A liberação do primeiro remédio à base de maconha no mercado brasileiro, há pouco mais de um ano, foi comemorada por pacientes da cannabis medicinal em todo país. No entanto, a falta de consenso entre médicos sobre a prescrição do medicamento ainda é uma barreira a ser vencida por portadores de doenças como esclerose múltipla, Parkinson e dor neuropática.
Se, de um lado, há especialistas que defendem o uso dos derivados da cannabis para terapias específicas, de outro, há profissionais que temem os impactos desse consumo em longo prazo.
Um dos alvos da polêmica é o Mevatyl, medicamento indicado para tratamento de esclerose múltipla que além do canabidiol – que tem ação terapêutica –, traz na composição o tetrahidrocanabinol (THC), substância responsável pelo efeito psicoativo da maconha.
O psiquiatra Salomão Rodrigues Filho, membro do Conselho Federal de Medicina (CFM), afirma que a presença do THC restringe a aplicação do remédio e torna o consumo arriscado para os adolescentes.
“O uso dessa substância antes dos 14 anos reduz consideravelmente o desenvolvimento do QI. Portanto, nenhum médico vai receitar um medicamento como esse para os jovens”, explica.
“Precisamos de modelo regulatório responsável com acesso adequado para cannabis mesmo para o uso recreativo”
Cristiano Maronna
Presidente da Plataforma Brasileira de Política de Drogas
Mesmo em relação ao canabidiol, que já tem a eficácia reconhecida por estudos em todo mundo, ainda há receio por parte de muitos profissionais. “Não há noção dos riscos a longo prazo. Isso deixa os médicos muito inseguros”, acrescenta Rodrigues.

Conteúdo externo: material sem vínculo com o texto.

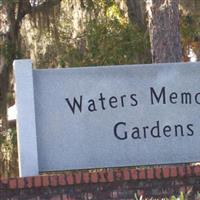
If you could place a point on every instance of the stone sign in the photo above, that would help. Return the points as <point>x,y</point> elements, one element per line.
<point>112,116</point>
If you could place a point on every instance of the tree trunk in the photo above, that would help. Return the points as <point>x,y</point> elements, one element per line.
<point>136,12</point>
<point>163,24</point>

Para o médico Ricardo Ferreira, especialista em cirurgia de coluna e dores crônicas, os riscos do uso controlado de remédios como o Mevatyl podem ser menores do que diversas outras medicações usadas com muito mais frequência. “Além disso, o canabidiol anula o efeito alucinógeno do THC”, completa.
Resistência
O preconceito relacionado ao uso recreativo da cannabis e a difusão de políticas de repressão às drogas também contribuíram para que muitos médicos se tornassem mais resistentes à prescrição de medicamentos como o Mevatyl. Quem destaca é o cirurgião oncológico e mastologista Leandro Ramires, presidente da Associação Brasileira de Usuários da Cannabis Medicinal (AMA+ME).

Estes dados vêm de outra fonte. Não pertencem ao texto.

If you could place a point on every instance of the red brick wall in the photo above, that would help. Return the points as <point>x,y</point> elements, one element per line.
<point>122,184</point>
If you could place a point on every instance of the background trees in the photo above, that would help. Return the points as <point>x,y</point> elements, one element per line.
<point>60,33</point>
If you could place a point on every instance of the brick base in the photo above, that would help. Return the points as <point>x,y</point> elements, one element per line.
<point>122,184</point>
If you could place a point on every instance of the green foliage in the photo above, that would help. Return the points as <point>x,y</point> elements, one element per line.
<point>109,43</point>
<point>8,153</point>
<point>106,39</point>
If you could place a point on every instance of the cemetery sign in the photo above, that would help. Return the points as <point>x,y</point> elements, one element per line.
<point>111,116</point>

“Tudo isso impediu a ciência de andar para frente e o registro de origem canábica no país ficou muito complicado. O estudo clínico para registro do Mevatyl, por exemplo, foi apenas sobre a esclerose múltipla. Mas sabemos que ele é útil para muitas outras doenças”, avalia.
A Ipsen, empresa detentora da licença para comercialização do remédio, afirmou que o produto já está disponível nas farmácias do país desde o início de março. No entanto, a reportagem contactou pelo menos quatro das maiores redes de drogarias de Belo Horizonte, que afirmaram não ter o medicamento para venda.
Além Disso
Enquanto a rigidez na regulação do cultivo de cannabis para uso medicinal obriga pacientes a importarem o canabidiol de outros países, laboratórios nacionais trabalham em pesquisas para a fabricação de remédios à base de maconha no Brasil.

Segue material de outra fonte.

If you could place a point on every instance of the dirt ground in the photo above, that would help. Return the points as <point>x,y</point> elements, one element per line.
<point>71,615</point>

Um deles é a farmacêutica Prati-Donaduzzi, com sede no Paraná, que até o fim do ano espera colocar no mercado o Myalo, medicamento com alto grau de canabidiol indicado para o tratamento de epilepsias refratárias.
Para Eder Maffissoni, presidente da companhia, um dos desafios é conseguir disponibilizar o remédio por um preço justo, já que o Mevatyl deverá custar pelo menos R$ 2.500.
“Os custos de plantio e extração são elevados, mas o processo de purificação é mais caro ainda. Separar o canabidiol do THC encarece demais, o que faz com que produtos ainda sejam posicionados para a classe A”, explica.